Barron’s Institutional Survey
barrons big money poll resultsAccording to the latest Barron’s “Big Money Poll”, the professional investors are fairly bullish but not excited about stocks (see graph). But the majority, 55%, believe the market to be undervalued.

And 87% say they see themselves as buyers within 3-6 months. The remaining 13% see themselves as seller in that time frame.

AAII Sentiment Survey
The American Association of Individual Investors sentiment survey continues to be problematic for bulls. From a contrarian point of view, the ideal is if sentiment remains unchanged or even falls in the face of a market rally. What we are seeing however is the opposite. As the market has recovered, the AAII sentiment survey has shown an alarming increase in bulls.

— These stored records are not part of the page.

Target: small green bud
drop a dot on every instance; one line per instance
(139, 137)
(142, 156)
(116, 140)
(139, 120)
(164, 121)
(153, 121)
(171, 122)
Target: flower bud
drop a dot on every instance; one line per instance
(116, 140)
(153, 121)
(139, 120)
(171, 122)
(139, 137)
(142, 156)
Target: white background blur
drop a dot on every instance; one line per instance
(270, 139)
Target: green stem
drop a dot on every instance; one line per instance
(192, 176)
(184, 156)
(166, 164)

I mentioned this last week in the sentiment overview and unfortunately, things have gotten slightly worse. Now only 26% of AAII respondents are bearish and 53% are bullish. There is no way we can discount or ignore this. Such a high level of bullishness is downright frightening - from a contrarian point of view. The last time we had this many bulls in the AAII was in October 2007 when the market put in its swing high.

I’ve been also noticing technical indicators also pop up showing a potential for the recovery to stall. So while in the short term we might be in for some turbulence or even a set back, I still think there are enough things in place for a protracted bull market.

Fund Flows
fund flows quarterly international equity historical
According to AMG Data, for the first 3 months of 2008 equity funds had a net outflow of $29.7 B - including ETFs. Domestic funds had an outflow of $22.5 B.

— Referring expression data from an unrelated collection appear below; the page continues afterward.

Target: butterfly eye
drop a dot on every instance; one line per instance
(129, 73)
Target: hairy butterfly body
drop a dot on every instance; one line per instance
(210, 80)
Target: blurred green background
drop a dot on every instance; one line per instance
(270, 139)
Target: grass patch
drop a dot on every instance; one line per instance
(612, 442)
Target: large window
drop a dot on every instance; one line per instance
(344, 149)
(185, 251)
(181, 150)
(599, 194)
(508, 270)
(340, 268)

By March the panic was apparently over and mutual funds and ETFs once again had net inflows: $14.7 B for the month. Net outflows during corrections tells me that the retail investor isn’t stubbornly clinging to hope. But selling in fear that things will get worse. But in the end, the market needs inflows to be able to power ahead.

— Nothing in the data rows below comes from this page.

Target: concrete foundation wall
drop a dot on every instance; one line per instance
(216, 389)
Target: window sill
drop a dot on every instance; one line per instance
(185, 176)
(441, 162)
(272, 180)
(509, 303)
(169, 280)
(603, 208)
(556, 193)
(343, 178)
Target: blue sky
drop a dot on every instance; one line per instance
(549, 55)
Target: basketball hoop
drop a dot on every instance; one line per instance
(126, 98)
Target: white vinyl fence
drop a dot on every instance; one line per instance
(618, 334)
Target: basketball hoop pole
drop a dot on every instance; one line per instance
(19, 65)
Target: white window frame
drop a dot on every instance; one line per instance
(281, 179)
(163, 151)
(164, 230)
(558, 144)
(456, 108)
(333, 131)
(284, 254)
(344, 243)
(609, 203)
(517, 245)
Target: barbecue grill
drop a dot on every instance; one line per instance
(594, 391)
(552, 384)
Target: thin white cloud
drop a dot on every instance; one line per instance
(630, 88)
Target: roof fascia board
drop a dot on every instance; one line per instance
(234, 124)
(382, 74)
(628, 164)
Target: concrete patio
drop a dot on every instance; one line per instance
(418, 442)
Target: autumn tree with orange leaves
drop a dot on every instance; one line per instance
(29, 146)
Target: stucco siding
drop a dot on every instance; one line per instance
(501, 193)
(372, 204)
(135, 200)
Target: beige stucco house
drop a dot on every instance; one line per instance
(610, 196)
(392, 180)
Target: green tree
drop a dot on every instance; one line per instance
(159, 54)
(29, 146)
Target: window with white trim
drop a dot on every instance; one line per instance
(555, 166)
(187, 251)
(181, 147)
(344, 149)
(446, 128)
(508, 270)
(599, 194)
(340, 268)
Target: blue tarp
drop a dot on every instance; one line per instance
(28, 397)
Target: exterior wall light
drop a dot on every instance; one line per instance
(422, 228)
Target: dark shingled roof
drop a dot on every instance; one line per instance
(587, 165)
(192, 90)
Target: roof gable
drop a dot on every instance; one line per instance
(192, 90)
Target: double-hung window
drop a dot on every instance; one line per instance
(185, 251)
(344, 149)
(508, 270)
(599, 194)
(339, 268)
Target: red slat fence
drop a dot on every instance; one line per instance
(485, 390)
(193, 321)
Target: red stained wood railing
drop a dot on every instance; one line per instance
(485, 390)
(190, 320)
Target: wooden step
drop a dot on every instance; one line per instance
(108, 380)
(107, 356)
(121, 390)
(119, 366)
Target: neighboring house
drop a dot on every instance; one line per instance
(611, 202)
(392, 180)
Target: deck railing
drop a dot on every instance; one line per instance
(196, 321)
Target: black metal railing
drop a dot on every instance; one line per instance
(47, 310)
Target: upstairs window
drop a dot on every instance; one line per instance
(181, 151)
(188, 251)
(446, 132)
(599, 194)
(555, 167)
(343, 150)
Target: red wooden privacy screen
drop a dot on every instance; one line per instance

When you combine the healthy return of inflows to mutual funds and ETFs with the limited supply of securities due to a lack of IPOs, and secondaries as well as the further restriction of supply through continuous buy-back programs, you have the right setting for a powerful bull market.

Warren Buffett: “worst is over”
The Sage of Omaha believes that “the worst of the crisis in Wall Street is over”. In an interview he said that he supported the Bear Stearns buyout because there was a real risk of contagion had it fallen. He also thinks “the Fed did the right thing” by stepping in and acting as a direct lender to the financial companies in need. Of course, this is little consolation to those who are being squeezed by the mortgage crisis but from a trading or investment point of view, it is nice to have someone like Buffett confirm that Armageddon was averted. At the same time, Buffet - unlike Richard Russell - is not a raging bull. He thinks that we will see moderate future growth, much less than in the past decades.

PVA Valuation
This isn’t really sentiment, as such, but I include it because it dovetailed nicely with Barron’s poll results where most respondents believe the stock market to be undervalued.

Ford Equity Research uses a proprietary measure to determine valuation for a company. They take the market price of the company’s stock and divide by value, derived from “a proprietary intrinsic value model”. According to Ford, 40% of the almost 1,800 US stocks it tracks are undervalued.

This, by itself, wouldn’t mean much except that this measure has an enviable track record. The previous times that it showed a higher percentage of stocks undervalued was at the end of 2002, as the bear market ended, with 48% of the stock universe undervalued. The second instance when there were more than 40% of stocks undervalued was in 1998, during the Asian financial crisis (also known as the LTCM debacle).